Celui-ci incombe aux cantons et sert une utilisation judicieuse et mesurée du
sol et une occupation rationnelle du territoire. L'art. 1er al. 1
LAT précise que la Confédération, les cantons et les communes veillent à
assurer une utilisation mesurée du sol et à réaliser une occupation du
territoire propre à garantir un développement harmonieux de l'ensemble du pays.

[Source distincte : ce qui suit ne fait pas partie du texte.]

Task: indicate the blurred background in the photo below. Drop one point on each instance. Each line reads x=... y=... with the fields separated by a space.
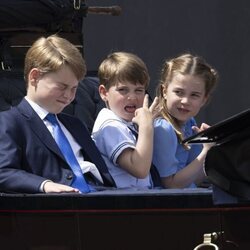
x=218 y=30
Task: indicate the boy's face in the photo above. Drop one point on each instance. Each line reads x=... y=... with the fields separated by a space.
x=123 y=98
x=52 y=91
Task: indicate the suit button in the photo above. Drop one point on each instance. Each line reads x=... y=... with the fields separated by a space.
x=69 y=177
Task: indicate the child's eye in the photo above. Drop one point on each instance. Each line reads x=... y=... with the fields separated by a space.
x=196 y=95
x=140 y=91
x=122 y=90
x=178 y=92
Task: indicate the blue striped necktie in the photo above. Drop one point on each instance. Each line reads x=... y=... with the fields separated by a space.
x=79 y=181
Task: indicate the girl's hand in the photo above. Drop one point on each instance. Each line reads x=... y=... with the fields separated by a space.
x=204 y=126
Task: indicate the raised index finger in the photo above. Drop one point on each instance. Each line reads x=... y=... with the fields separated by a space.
x=145 y=101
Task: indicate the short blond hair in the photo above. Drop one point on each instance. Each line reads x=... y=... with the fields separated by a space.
x=52 y=53
x=121 y=67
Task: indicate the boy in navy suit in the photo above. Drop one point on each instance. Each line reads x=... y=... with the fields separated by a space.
x=30 y=159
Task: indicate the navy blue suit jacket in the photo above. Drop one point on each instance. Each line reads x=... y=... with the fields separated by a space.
x=29 y=155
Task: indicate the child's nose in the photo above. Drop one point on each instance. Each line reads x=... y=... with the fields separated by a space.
x=184 y=99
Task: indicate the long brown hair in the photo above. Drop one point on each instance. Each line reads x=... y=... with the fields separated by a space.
x=185 y=64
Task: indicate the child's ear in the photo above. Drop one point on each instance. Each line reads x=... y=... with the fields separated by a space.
x=33 y=76
x=103 y=93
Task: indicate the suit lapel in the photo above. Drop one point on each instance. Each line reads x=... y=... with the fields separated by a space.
x=38 y=127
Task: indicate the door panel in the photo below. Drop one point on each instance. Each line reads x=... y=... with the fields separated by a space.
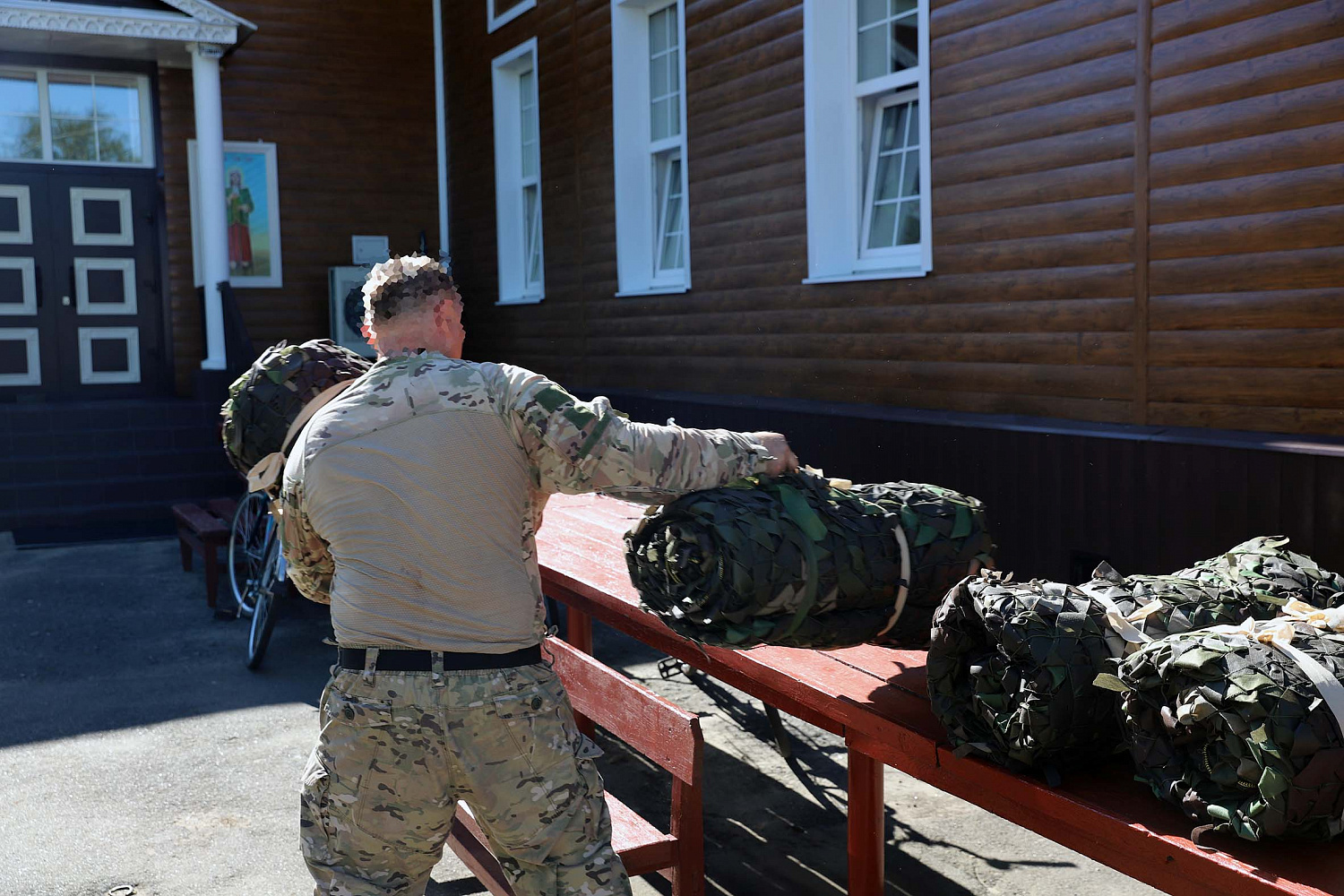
x=29 y=352
x=105 y=257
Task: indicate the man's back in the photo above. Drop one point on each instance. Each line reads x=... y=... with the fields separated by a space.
x=424 y=504
x=411 y=500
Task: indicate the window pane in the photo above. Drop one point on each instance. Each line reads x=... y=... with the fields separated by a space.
x=118 y=142
x=909 y=223
x=871 y=11
x=660 y=126
x=873 y=53
x=19 y=93
x=910 y=177
x=21 y=137
x=116 y=99
x=889 y=172
x=671 y=258
x=530 y=228
x=70 y=96
x=73 y=140
x=659 y=30
x=883 y=226
x=894 y=126
x=659 y=81
x=905 y=43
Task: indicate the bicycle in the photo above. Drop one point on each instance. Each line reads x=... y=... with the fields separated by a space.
x=254 y=556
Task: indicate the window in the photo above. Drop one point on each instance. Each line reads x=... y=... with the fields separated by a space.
x=500 y=13
x=80 y=117
x=867 y=139
x=648 y=77
x=518 y=175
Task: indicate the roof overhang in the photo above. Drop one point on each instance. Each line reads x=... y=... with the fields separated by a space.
x=123 y=32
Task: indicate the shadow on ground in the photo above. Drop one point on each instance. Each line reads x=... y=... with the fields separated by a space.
x=115 y=635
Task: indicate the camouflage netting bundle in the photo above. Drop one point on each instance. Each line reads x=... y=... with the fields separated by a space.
x=271 y=394
x=796 y=562
x=1008 y=665
x=1230 y=727
x=1271 y=575
x=1011 y=670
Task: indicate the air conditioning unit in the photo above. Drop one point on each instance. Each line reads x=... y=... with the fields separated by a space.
x=347 y=306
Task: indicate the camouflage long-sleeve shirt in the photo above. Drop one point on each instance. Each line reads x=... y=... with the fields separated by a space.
x=410 y=503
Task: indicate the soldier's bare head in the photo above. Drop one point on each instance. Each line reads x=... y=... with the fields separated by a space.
x=411 y=304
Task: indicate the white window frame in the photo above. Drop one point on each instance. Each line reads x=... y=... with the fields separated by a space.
x=839 y=153
x=510 y=185
x=495 y=22
x=147 y=134
x=639 y=214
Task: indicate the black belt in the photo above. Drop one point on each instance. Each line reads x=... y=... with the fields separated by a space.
x=395 y=659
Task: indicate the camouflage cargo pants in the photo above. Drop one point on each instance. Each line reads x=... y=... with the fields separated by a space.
x=395 y=755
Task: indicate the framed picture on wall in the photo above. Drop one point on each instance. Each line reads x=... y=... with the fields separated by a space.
x=252 y=202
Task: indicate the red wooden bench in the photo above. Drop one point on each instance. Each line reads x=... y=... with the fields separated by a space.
x=664 y=734
x=204 y=530
x=876 y=700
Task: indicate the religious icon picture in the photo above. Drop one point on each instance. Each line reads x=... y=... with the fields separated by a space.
x=252 y=206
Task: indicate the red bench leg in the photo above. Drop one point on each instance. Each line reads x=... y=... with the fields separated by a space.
x=211 y=573
x=580 y=633
x=867 y=825
x=688 y=829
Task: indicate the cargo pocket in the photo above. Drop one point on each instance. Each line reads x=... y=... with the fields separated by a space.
x=539 y=724
x=401 y=802
x=323 y=809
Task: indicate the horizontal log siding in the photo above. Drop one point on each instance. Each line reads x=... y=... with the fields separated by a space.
x=346 y=91
x=1247 y=215
x=1030 y=308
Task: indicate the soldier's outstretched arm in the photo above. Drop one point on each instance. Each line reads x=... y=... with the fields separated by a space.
x=589 y=446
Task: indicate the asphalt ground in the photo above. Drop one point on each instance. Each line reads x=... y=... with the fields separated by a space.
x=139 y=753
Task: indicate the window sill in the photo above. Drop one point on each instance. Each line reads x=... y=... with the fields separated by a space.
x=521 y=300
x=653 y=290
x=897 y=273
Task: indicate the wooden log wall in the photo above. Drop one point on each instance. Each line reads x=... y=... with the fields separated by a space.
x=1214 y=125
x=346 y=91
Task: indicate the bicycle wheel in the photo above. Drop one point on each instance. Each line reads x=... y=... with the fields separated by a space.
x=246 y=546
x=265 y=591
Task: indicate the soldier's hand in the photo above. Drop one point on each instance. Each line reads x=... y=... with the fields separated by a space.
x=785 y=461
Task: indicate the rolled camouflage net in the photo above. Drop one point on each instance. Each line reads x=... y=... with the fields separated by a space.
x=1008 y=661
x=1265 y=570
x=795 y=560
x=1228 y=726
x=271 y=394
x=1011 y=669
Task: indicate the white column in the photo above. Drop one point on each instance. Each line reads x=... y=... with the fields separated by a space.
x=441 y=128
x=210 y=195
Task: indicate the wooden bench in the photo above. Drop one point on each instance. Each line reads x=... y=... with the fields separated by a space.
x=204 y=530
x=876 y=700
x=664 y=734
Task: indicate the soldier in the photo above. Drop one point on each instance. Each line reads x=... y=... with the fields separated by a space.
x=410 y=505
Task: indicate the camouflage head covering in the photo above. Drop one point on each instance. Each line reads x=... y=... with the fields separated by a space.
x=402 y=285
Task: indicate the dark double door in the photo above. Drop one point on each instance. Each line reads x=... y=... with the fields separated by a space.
x=80 y=285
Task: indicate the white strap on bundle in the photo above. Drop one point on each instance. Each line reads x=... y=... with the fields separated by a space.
x=903 y=591
x=268 y=470
x=1123 y=624
x=1279 y=633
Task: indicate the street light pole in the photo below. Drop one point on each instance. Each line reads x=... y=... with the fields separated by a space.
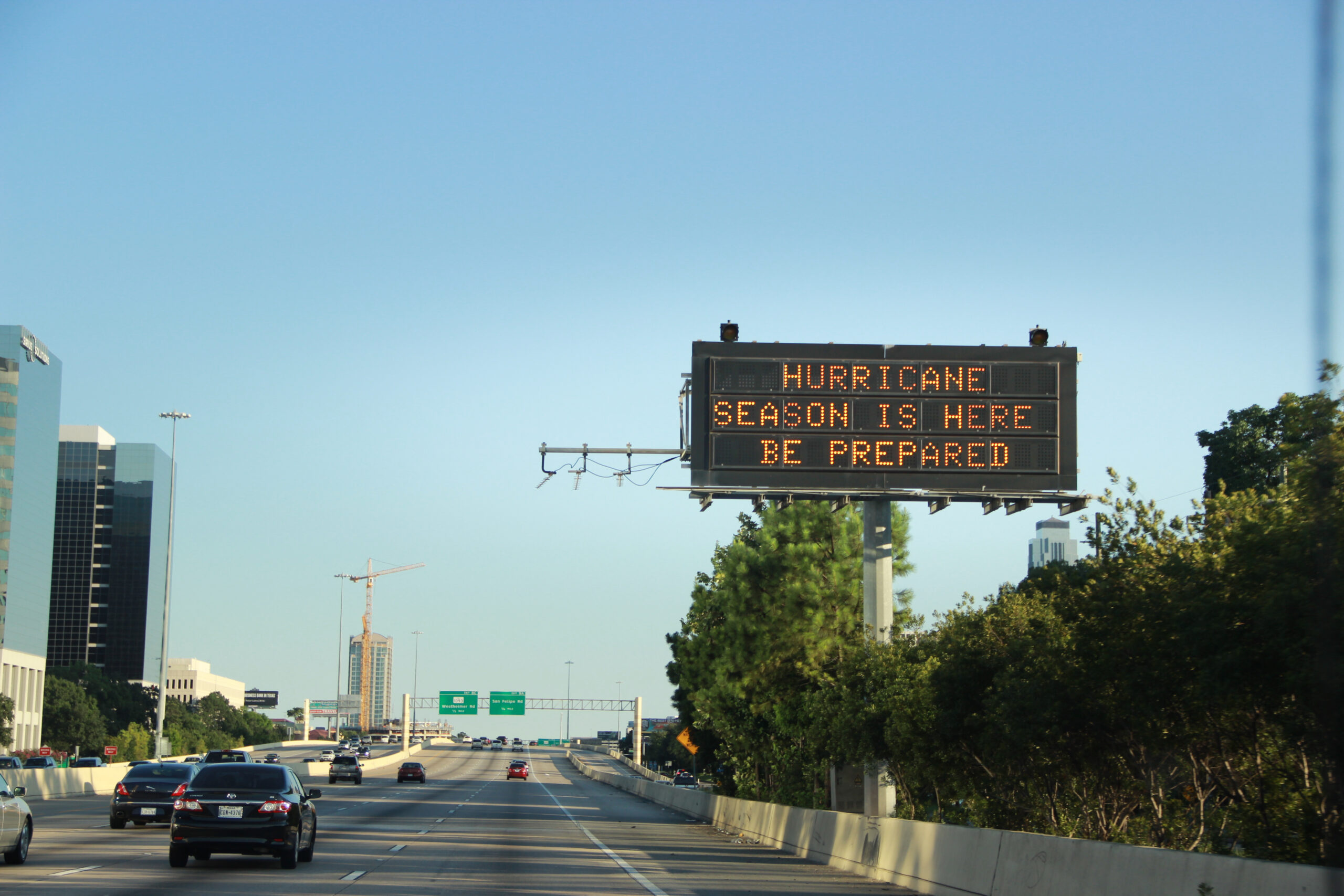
x=163 y=649
x=416 y=680
x=568 y=669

L'art. 1 al. 2 LAT définit les buts de l'aménagement du territoire. Cette
disposition, dans sa nouvelle teneur entrée en vigueur le 1er mai
2014, précise que les autorités chargées de l'aménagement du territoire
soutiennent les efforts entrepris aux fins, notamment: d'orienter le
développement de l'urbanisation vers l'intérieur du milieu bâti, en maintenant
une qualité de l'habitat appropriée (let. a bis); de créer un milieu bâti
compact (let. b). L'art. 3 LAT prescrit les principes d'aménagement, parmi
lesquels il convient notamment de préserver le paysage (art. 3 al. 2) et
d'aménager les territoires réservés à l'habitat et à l'exercice d'activités
économiques selon les besoins de la population tout en limitant leur étendue
(art. 3 al. 3 LAT).
L’art. 15 LAT, dans sa teneur en vigueur depuis le 1er
mai 2014, dispose ce qui suit:
"Art. 15 Zones à bâtir
11.
Les zones à bâtir sont définies de telle
manière qu'elles répondent aux besoins prévisibles pour les quinze années
suivantes.
2.
Les zones à bâtir surdimensionnées doivent être
réduites.
3.
L'emplacement et la dimension des zones à bâtir
doivent être coordonnés par-delà les frontières communales en respectant les
buts et les principes de l'aménagement du territoire. En particulier, il faut
maintenir les surfaces d'assolement et préserver la nature et le paysage.
(...)".
Avec ces modifications, le législateur fédéral a
voulu se concentrer sur les problèmes les plus aigus de l'aménagement du
territoire, à savoir la dispersion des constructions et la perte de terres
cultivables. Le nouvel art. 15 LAT précise les conditions permettant de classer
des nouveaux terrains en zone à bâtir, conditions qui résultaient déjà de la
jurisprudence fédérale (ATF 141 II 393 consid. 2; arrêt TF 1C_113/2014 du
3.
septembre 2014 consid. 3.1; Message du Conseil fédéral du 20 janvier
2010.
relatif à une révision partielle de la loi sur l'aménagement du territoire
publié in FF 2010 959, ch. 1.1 p. 963). Ainsi, le nouvel art. 15 LAT a
essentiellement codifié la jurisprudence et la pratique, mais la modification
de la LAT apporte certaines innovations telles que l'exigence de plans
directeurs contenant les stratégies de répartition des zones à bâtir et le
calcul supposé plus précis des surfaces en fonction des besoins (ATF 141 II 393
consid. 2; Alexandre Flückiger, La création et le dimensionnement des zones à
bâtir: enjeux et méthodes, Révision 2014 de la LAT - Faire du neuf avec du
vieux?, Zurich 2015, p. 81). Les nouvelles règles de la LAT relatives au
redimensionnement des zones à bâtir ont permis de mettre en évidence
d'importants décalages entre les exigences légales prévalant déjà sous l'ancien
droit et les dimensions effectives des zones à bâtir (arrêts TF 1C_568/2014
et 1C_576/2014 du 13 janvier 2016 consid. 7.2; Message précité, FF 2010 959,
ch. 1.1 p. 963, ch. 2.3.4 p. 980, ch. 2.6 p. 987 et ch. 3.2 p. 988).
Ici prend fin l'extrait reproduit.